Sunday, December 10, 2017

Women

Women

With all the scandals arriving on (in) the news; the scandals involving powerful men forcefully subjugating women, I have been evaluating my own behavior.  As a man, a white man of advanced years, I just felt a little self-reflection might be a good thing.  Maybe it’s something all American (I should only speak for the culture of which I am a part) men should do.

That being said; it should be apparent that I would have a lot of evaluating at my age.  My own mother was a very strong person, everything taken into account.  But, she was a woman of the WW II generation.  She was white, from Idaho and from a very religious family.  My own parents generation were racists (might as well admit it), by contemporary standards they were all pretty sexist.  Feminism was a long way in the future for them and my own mother would have just hated the whole notion.

But then, my mother didn’t take shit from anybody.  She had very strong opinions and was not about to change them.  Which was frustrating for a young developing Progressive Liberal (and feminist as it turns out) man.  It just never occurred to me that girls were any less equal than boys.  Being a straight male, I was totally fascinated by the female and had very strong attractions to getting to know them.  But, it never crossed my mind that girls shouldn’t have every consideration that boys should have.

Truthfully, it never crossed my mind.  And, I do not know why?  During my beer-boozy college days (about two years of that before I got married), I was probably kind of overbearing in my social behavior.  Yeah, I’d have to admit to that.  But, it was also the early days of birth-control, Free Love – too much beer, a war, - just a lot of new stuff going on.  And, women were really beginning to come out of the sexual straight-jackets that had been imposed on them for, like, forever.  Women, young women in the sixties and seventies could be somewhat sexually aggressive in contrast to their own mothers’ generation.

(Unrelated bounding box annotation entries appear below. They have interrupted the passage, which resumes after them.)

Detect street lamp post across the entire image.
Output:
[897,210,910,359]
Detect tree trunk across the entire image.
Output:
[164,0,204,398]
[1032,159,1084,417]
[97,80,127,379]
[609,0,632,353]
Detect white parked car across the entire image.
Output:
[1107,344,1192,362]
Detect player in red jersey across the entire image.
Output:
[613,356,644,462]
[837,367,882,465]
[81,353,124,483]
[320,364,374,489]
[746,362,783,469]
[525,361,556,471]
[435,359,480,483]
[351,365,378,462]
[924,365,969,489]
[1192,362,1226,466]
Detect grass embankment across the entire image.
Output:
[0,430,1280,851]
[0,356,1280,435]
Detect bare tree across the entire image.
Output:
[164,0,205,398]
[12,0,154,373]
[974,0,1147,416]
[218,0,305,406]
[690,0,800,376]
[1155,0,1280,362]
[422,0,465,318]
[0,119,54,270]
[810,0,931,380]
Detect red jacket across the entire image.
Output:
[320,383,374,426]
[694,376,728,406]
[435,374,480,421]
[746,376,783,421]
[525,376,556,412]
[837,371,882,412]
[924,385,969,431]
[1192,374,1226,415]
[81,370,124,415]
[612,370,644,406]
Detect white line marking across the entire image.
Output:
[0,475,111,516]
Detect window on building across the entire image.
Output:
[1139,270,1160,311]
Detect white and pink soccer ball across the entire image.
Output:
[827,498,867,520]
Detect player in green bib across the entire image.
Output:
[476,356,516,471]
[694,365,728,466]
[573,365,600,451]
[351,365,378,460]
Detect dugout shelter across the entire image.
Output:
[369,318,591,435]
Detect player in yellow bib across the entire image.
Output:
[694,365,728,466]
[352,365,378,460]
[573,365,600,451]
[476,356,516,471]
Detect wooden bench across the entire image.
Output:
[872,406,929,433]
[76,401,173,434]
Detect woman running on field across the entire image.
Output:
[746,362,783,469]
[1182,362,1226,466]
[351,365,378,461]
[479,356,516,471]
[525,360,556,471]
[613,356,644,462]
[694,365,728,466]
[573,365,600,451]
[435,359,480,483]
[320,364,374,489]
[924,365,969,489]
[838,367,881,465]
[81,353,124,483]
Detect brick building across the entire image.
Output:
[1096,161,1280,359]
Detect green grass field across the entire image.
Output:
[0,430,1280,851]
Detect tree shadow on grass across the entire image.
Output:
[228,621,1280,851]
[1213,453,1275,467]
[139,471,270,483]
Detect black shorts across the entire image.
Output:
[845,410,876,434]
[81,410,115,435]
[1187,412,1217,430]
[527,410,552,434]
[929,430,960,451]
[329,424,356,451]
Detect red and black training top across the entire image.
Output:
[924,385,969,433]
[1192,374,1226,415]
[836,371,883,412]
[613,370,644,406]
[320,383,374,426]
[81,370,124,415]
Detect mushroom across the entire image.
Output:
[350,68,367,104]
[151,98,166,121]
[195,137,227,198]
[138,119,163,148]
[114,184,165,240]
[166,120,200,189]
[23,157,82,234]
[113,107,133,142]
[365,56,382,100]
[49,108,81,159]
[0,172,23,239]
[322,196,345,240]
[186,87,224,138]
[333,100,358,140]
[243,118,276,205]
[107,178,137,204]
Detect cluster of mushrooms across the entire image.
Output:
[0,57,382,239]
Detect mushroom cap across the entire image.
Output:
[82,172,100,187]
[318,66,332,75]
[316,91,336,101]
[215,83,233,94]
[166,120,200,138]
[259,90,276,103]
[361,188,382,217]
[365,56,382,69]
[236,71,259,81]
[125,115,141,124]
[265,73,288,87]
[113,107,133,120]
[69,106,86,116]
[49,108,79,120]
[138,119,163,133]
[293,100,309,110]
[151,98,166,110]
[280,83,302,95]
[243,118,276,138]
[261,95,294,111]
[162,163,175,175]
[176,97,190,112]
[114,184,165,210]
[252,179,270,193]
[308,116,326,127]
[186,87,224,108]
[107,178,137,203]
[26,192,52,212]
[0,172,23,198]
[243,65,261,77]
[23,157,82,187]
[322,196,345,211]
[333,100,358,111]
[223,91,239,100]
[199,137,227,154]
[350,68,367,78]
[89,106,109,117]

And that, was a head turner.  If I wasn’t masculinally confident and a bit of a bad boy, I couldn’t get any attention at all.  But, I didn’t have enough confidence to be pushy either.  “NO” was good enough for me – forever.  One “NO” and I was off the block, around the corner and gone.  Somehow, if the interest wasn’t obviously mutual, I (honestly) didn’t have the courage to go any further.  (Just being honest.)  It didn’t matter though because I did fall in love, get married and that was that.  But still, while a student, it seemed to me that a LOT of the smart kids did happen to be female. 

I didn’t have much trouble with school, for whatever reason, and tended to be in the good reader group.  Most of the good reader groups, in my schools anyway, were girls.  It would have been impossible to NOT notice that, even as a kid.  In my High School Daze, we had two basic strata; that is the College Bound and the Not College Bound.  The first group was a smaller group.  Still one of the only ways to avoid the Draft, was to get into college.  Now staying out of the Draft, was a real piece of encouragement for males.  So by that time the strata I found myself in, was pretty evenly balanced, genderwise.  Okay, maybe a few more boys than girls, but that was mostly because their parents put their sons education first.  Just the way it was back then. 

Now, in college there were still more men than women, but once again, that was mostly because of the draft (I believe).  In all of the classes I took, I do not remember any noticeable difference in accomplishments or grades.  Maybe, it was the case, but I don’t remember that being the case.  My first Adviser, was a man and he was a jerk.  My second Adviser was a woman just a few years older than I was, but I thought she was really good.  The Chair of the department I was in was a woman and she was wonderful and probably the reason I became reasonably successful in my chosen profession(s).

When I got back from the Viet Nam War, she was one of the only people who respected that, and didn’t socially shit on me.  I owe her a lot. 

Over the years I have worked for many female bosses and supervisors, some were very good and real leaders and some weren’t.  But, gender or sexual harassment never came up in my experience.  I have two daughters and I never expected less from them than I did from my four sons.  Yes, as a Dad (father) I was (and continue to be) … well … rather more protective of my daughters.  But, when it’s cold everybody hauled firewood.  Their mother was, and is, my best friend and life partner.  I do not have the ability to conceive of being other than respectful to any person who approaches me with a good heart.


So my fellow male dudes… maybe that is the thing to remember.  R_E_S_P_E_C_T.